Eine leichtverletzte Polizistin, ein Exhibitionist und Alkohol bei Jugendlichen: Von rund 800 Sicherheitskräften waren 400 Polizisten – und die hatten beim Fasnachtsumzug der Städte Ludwigshafen/Mannheim einiges zu tun. Ein 36-Jähriger verletzte eine Polizistin leicht. Die Beamten wollten den Mann festnehmen, da er sie zuerst beleidigte, dann Widerstand bei der Feststellung seiner Personalien leistete.
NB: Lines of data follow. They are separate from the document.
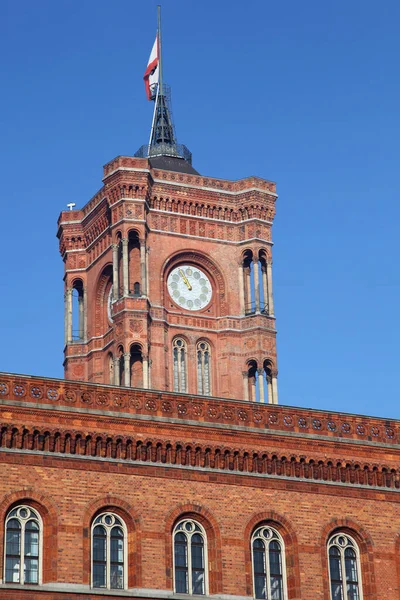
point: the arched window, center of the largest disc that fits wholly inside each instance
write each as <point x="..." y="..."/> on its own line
<point x="268" y="564"/>
<point x="180" y="360"/>
<point x="203" y="369"/>
<point x="23" y="546"/>
<point x="190" y="558"/>
<point x="109" y="552"/>
<point x="344" y="568"/>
In der Ludwigstraße (Mitte) hat sich ein 57-Jähriger laut Polizei gleich mehrfach entblößt und muss sich nun wegen seiner exhibitionistischen Handlungen verantworten. Darüber hinaus kam es zu zwei einfachen Körperverletzungen am Goerdelerplatz (Hemshof) und am Bürgermeister-Krafft-Platz (Süd), sowie zu zwei weiteren Beleidigungen gegenüber Polizeibeamten in der Heny-Roos-Passage (Mitte) und am Berliner Platz. Begleitend zur Veranstaltung wurden auch Jugendschutzkontrollen durchgeführt. Die Polizei konnte in fünf Fällen die Abgabe von hartem Alkohol an Jugendliche feststellen. Ein zweijähriges Kind hatte seine Eltern verloren, die aber innerhalb einer halben Stunde gefunden werden konnten. Ein weiteres fünfjähriges Kind schloss sich in einer öffentlichen Toilette ein und musste durch Rettungskräfte befreit werden. Feuerwehr und Rettungsdienste melden keine besonderen Vorkommnisse. Am Fasnachtsdienstag wird wieder der letzte verbliebene Stadtteilumzug durch Oppau und Edigheim ziehen. Start ist um 13.11 Uhr in der Uhlandstraße in Edigheim. Ausrichter ist die Arbeitsgemeinschaft der Oppauer Vereine (Arge). Der Zug führt von der Uhlandstraße durch die Oppauer und die Edigheimer Straße quer durch beide Stadtteile. Am Oppauer Rathaus wird der Arge-Vorsitzende Hubert Eisenhauer den Zug kommentieren und die Teilnehmer vorstellen. Nach dem Oppauer Rathaus geht es weiter bis zur Kreuzung Friesenheimer-/Friedrich-/Bürgermeister-Trupp-Straße, von dort nach rechts in die Friedrichstraße und durch die Große Gasse bis zum Oppauer Bürgerhaus. Dort wird sich der Zug auflösen, informiert Eisenhauer. Im Bürgerhaus wird weiter gefeiert.